To renormalize, we need to choose a theoretical Dirichlet distribution.
alpha = peak_alpha(n_authors, 1, peak = .8, scale = 10)
target_entropy = expected_entropy(alpha)
target_entropy
## [1] 0.997604
exponent = tidy(fitted_tmf, n_authors, 'gamma') |>
target_power(document, gamma, target_entropy)
exponent
## [1] 4.186508
tidy(fitted_tmf, n_authors, 'gamma', exponent = exponent) |>
left_join(meta_df, by = c('document' = 'title')) |>
ggplot(aes(document, gamma, fill = topic)) +
geom_col() +
facet_wrap(vars(author), scales = 'free_x') +
scale_x_discrete(guide = 'none') +
scale_fill_viridis_d()
## Warning in left_join(tidy(fitted_tmf, n_authors, "gamma", exponent = exponent), : Detected an unexpected many-to-many relationship between `x` and `y`.
## ℹ Row 601 of `x` matches multiple rows in `y`.
## ℹ Row 1 of `y` matches multiple rows in `x`.
## ℹ If a many-to-many relationship is expected, set `relationship =
## "many-to-many"` to silence this warning.
tidy(fitted_tmf, n_authors, 'gamma', exponent = exponent) |>
left_join(meta_df, by = c('document' = 'title')) |>
ggplot(aes(topic, document, fill = gamma)) +
geom_raster() +
facet_grid(rows = vars(author), scales = 'free_y', switch = 'y') +
scale_y_discrete(guide = 'none') +
theme(strip.text.y.left = element_text(angle = 0))
## Warning in left_join(tidy(fitted_tmf, n_authors, "gamma", exponent = exponent), : Detected an unexpected many-to-many relationship between `x` and `y`.
## ℹ Row 601 of `x` matches multiple rows in `y`.
## ℹ Row 1 of `y` matches multiple rows in `x`.
## ℹ If a many-to-many relationship is expected, set `relationship =
## "many-to-many"` to silence this warning.
After renormalization, there are distinctive topics for Alcott (5), Austen (4), and Wells (6 and 10).

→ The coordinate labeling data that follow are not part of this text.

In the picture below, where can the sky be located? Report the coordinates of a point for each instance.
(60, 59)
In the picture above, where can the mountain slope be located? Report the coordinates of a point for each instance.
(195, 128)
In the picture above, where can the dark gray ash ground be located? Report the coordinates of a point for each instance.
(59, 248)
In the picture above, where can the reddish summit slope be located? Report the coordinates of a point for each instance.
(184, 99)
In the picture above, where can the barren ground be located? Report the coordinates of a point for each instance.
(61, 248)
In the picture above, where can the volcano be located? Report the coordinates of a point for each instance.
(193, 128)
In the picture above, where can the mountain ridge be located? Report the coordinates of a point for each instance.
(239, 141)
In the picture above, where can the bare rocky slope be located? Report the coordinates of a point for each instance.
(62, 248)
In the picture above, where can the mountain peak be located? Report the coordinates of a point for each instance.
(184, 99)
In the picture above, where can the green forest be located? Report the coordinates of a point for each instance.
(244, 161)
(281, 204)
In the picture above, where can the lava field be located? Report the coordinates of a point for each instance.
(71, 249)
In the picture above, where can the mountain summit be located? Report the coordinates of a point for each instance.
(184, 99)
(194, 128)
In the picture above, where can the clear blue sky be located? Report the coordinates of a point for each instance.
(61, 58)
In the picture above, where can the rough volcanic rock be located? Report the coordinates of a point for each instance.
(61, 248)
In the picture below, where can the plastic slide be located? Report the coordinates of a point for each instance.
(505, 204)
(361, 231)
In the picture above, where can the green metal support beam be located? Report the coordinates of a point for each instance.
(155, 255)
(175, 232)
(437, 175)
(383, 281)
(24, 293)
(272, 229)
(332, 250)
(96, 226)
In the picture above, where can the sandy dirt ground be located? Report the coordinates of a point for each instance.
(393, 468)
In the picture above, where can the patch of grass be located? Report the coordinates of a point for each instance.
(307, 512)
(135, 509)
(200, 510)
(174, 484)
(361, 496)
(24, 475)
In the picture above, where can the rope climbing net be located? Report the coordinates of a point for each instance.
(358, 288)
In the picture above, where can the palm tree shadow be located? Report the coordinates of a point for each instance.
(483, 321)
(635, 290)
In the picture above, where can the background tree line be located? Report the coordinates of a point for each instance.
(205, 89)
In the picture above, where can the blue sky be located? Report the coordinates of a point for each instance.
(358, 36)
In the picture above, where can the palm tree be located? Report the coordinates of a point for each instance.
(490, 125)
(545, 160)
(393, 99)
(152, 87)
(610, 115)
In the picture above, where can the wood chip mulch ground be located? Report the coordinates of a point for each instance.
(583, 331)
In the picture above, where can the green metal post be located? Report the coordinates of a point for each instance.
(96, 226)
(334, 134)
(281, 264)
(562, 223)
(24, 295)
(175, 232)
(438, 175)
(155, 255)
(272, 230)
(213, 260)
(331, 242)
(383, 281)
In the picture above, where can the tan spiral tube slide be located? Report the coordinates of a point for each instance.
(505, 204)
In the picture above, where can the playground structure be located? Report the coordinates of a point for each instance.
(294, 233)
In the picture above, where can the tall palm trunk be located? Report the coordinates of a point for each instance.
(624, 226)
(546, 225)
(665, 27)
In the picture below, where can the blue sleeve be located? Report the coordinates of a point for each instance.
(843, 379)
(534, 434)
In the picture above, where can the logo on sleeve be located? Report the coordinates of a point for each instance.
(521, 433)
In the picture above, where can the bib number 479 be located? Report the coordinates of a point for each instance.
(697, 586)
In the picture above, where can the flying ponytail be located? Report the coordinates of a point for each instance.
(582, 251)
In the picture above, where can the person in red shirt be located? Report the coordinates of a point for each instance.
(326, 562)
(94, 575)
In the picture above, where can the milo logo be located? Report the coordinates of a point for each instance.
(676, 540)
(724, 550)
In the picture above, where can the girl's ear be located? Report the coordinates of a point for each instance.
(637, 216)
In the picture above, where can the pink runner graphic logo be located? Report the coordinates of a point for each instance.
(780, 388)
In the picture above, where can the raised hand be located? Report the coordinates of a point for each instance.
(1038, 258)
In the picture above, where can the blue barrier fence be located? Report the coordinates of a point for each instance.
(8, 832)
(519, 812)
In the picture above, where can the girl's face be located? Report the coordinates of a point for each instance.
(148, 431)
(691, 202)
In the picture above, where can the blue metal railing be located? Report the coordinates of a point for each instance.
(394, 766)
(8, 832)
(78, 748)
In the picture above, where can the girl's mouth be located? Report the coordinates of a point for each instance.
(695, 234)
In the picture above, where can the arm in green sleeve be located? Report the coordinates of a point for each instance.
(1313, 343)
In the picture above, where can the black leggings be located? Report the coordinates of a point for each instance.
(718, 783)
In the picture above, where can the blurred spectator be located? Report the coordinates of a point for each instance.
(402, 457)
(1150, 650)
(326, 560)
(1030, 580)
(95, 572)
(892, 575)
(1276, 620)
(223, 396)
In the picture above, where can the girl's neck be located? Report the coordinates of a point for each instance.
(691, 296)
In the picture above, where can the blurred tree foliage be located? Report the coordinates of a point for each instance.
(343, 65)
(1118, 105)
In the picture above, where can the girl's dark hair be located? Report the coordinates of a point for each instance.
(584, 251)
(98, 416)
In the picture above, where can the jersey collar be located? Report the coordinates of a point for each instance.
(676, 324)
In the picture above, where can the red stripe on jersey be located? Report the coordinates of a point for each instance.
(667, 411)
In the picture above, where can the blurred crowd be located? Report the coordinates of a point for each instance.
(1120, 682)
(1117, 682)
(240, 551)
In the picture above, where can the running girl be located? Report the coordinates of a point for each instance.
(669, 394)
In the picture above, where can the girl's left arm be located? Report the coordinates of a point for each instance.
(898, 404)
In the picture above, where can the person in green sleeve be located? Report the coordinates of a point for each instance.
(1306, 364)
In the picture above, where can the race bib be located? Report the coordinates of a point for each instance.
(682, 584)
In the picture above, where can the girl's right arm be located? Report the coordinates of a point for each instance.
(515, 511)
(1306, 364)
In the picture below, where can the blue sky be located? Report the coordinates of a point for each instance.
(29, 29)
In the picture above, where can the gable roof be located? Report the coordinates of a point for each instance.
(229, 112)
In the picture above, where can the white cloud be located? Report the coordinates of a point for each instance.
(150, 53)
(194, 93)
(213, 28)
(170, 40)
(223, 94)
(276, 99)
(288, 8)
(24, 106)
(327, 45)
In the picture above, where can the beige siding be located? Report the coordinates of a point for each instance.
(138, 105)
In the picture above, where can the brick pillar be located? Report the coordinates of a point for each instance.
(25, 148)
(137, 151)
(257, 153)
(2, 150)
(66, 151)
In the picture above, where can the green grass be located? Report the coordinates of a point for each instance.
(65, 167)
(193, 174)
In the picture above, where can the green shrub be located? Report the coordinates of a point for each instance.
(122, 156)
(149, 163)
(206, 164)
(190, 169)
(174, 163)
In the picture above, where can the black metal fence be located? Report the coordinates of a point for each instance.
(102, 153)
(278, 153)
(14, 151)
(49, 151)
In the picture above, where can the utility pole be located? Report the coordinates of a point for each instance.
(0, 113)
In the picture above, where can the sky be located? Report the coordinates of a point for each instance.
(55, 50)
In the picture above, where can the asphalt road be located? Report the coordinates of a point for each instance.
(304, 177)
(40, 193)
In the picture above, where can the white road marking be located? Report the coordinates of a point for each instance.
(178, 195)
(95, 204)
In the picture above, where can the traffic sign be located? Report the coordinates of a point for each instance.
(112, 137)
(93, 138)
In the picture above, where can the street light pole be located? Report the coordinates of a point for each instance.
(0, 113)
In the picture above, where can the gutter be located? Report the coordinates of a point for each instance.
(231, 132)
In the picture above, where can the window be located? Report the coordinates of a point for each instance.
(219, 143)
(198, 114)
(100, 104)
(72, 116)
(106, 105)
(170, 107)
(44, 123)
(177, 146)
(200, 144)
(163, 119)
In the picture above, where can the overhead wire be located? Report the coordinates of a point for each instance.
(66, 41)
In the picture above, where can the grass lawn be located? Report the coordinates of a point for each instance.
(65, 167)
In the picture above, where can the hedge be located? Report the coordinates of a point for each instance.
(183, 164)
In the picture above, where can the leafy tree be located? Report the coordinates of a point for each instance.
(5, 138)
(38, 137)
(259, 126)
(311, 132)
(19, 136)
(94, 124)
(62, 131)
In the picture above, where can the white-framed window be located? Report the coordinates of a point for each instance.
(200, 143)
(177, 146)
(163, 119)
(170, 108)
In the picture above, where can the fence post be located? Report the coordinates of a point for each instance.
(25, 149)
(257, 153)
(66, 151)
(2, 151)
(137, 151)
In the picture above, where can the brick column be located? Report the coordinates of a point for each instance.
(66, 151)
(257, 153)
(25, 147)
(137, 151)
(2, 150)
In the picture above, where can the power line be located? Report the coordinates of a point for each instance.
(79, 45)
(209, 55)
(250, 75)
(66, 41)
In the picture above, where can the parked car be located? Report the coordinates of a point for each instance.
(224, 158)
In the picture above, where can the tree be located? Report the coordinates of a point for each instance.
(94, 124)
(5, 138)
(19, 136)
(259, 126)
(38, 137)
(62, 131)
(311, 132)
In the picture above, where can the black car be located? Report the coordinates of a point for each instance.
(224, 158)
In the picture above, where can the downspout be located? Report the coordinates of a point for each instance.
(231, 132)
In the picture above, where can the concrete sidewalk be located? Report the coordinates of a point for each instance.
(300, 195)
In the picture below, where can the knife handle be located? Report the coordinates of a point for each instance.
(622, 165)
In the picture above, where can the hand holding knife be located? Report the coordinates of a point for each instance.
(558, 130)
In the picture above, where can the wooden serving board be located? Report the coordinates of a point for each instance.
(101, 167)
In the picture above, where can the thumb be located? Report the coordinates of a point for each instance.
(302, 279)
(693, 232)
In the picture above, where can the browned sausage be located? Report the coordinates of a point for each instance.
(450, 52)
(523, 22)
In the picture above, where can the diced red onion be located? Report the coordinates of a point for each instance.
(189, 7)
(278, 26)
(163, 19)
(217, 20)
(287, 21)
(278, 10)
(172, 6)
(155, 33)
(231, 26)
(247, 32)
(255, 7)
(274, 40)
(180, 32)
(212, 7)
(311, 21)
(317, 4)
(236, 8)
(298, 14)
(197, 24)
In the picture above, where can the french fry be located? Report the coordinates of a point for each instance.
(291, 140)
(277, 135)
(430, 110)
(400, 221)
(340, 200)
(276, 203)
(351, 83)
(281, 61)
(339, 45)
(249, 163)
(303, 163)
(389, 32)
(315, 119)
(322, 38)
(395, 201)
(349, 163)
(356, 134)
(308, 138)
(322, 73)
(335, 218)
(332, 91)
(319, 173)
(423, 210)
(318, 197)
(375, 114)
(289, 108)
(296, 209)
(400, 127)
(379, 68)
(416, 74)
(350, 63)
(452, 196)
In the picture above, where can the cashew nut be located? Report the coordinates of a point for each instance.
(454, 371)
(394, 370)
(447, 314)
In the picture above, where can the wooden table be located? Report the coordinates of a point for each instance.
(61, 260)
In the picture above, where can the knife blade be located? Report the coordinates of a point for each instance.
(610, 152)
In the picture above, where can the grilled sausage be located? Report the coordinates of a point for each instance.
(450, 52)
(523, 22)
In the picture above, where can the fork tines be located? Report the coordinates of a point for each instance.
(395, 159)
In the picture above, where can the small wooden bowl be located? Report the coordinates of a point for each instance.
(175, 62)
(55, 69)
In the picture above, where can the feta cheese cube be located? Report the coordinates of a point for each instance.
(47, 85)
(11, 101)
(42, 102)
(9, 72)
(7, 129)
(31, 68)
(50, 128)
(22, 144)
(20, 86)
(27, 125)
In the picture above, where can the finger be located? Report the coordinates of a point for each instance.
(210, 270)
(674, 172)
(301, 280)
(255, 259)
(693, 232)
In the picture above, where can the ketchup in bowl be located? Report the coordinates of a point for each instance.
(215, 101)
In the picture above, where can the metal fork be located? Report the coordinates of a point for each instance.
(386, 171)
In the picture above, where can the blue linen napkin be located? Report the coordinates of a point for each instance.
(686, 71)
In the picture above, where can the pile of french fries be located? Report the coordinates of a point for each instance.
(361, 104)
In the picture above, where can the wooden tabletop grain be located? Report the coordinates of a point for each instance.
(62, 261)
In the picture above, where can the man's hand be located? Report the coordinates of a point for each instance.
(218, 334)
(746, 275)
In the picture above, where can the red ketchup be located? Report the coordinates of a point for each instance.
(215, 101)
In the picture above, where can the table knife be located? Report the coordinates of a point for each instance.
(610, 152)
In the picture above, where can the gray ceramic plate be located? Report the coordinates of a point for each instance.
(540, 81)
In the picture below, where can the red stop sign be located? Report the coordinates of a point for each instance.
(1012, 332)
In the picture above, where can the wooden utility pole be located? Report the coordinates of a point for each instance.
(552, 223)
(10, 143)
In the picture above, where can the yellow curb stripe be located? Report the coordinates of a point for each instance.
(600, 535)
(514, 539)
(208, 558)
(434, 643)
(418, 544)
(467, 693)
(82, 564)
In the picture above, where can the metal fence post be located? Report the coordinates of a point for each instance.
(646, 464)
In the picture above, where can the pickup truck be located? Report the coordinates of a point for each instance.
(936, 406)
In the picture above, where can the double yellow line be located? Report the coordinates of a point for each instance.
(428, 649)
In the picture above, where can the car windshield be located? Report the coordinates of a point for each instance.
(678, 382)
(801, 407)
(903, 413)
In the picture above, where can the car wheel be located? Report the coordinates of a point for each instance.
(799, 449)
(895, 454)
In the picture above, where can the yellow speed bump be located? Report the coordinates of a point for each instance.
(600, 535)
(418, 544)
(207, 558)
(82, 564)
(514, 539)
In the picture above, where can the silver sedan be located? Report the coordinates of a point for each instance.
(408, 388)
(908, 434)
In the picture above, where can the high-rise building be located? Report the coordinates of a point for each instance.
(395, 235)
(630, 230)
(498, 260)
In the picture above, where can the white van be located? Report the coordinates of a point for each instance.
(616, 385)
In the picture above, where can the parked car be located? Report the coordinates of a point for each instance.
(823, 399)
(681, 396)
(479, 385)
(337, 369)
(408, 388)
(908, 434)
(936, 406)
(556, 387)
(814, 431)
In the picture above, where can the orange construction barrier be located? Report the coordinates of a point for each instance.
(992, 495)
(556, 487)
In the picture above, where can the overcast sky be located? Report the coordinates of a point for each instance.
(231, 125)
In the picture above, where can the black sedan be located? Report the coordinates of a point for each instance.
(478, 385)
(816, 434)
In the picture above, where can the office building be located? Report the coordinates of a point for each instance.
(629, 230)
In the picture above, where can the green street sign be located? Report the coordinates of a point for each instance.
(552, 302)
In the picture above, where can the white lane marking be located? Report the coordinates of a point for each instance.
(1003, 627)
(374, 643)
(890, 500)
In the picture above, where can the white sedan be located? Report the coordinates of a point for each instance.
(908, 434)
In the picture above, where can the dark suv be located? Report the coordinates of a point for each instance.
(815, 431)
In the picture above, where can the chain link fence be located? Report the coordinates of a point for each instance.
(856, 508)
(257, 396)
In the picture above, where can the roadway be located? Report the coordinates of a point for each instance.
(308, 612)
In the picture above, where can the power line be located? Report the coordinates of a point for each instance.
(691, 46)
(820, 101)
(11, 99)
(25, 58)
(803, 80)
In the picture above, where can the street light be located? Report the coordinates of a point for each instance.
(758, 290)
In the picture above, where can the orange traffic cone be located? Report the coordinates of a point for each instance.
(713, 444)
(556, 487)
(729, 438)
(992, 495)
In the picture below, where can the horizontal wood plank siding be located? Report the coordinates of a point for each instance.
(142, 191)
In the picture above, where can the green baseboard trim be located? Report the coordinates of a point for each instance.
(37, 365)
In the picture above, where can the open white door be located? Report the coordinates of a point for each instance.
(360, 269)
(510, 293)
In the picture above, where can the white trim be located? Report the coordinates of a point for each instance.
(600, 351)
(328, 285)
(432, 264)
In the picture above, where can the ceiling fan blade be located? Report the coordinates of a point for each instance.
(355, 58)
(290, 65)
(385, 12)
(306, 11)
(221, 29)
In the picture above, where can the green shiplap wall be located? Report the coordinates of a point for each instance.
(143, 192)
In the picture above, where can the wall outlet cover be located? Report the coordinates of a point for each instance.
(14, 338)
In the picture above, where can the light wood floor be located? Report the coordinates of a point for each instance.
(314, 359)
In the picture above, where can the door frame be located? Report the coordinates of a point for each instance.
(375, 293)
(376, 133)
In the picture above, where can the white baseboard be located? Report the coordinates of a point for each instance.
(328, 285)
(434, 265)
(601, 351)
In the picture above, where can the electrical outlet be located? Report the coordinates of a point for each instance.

The Brontë sisters appear in topic 9, along with Eliot and Shelley; Charlotte and Shelley share topic 1. Dickens, Eliot, and Lovecraft share topic 7. Dickens, Lovecraft, and Wells are all spread across multiple topics.
To aid interpretation, we create a crosswalk dataframe connecting topics to authors.
topic_author = tribble(
~topic , ~authors ,
'V01' , 'C. Brontë, Shelley' ,
'V02' , 'Dickens and Lovecraft' ,
'V03' , 'Dickens' ,
'V04' , 'Austen and Shelley' ,
'V05' , 'Alcott' ,
'V06' , 'Wells' ,
'V07' , 'Dickens, Eliot, Lovecraft' ,
'V08' , 'Dickens' ,
'V09' , 'Brontës, Eliot, Shelley' ,
'V10' , 'Dickens, Lovecraft, Wells'
)
To explore these topics further, we turn to the word-topic distribution. We renormalize these distributions, as with the topic-doc distributions.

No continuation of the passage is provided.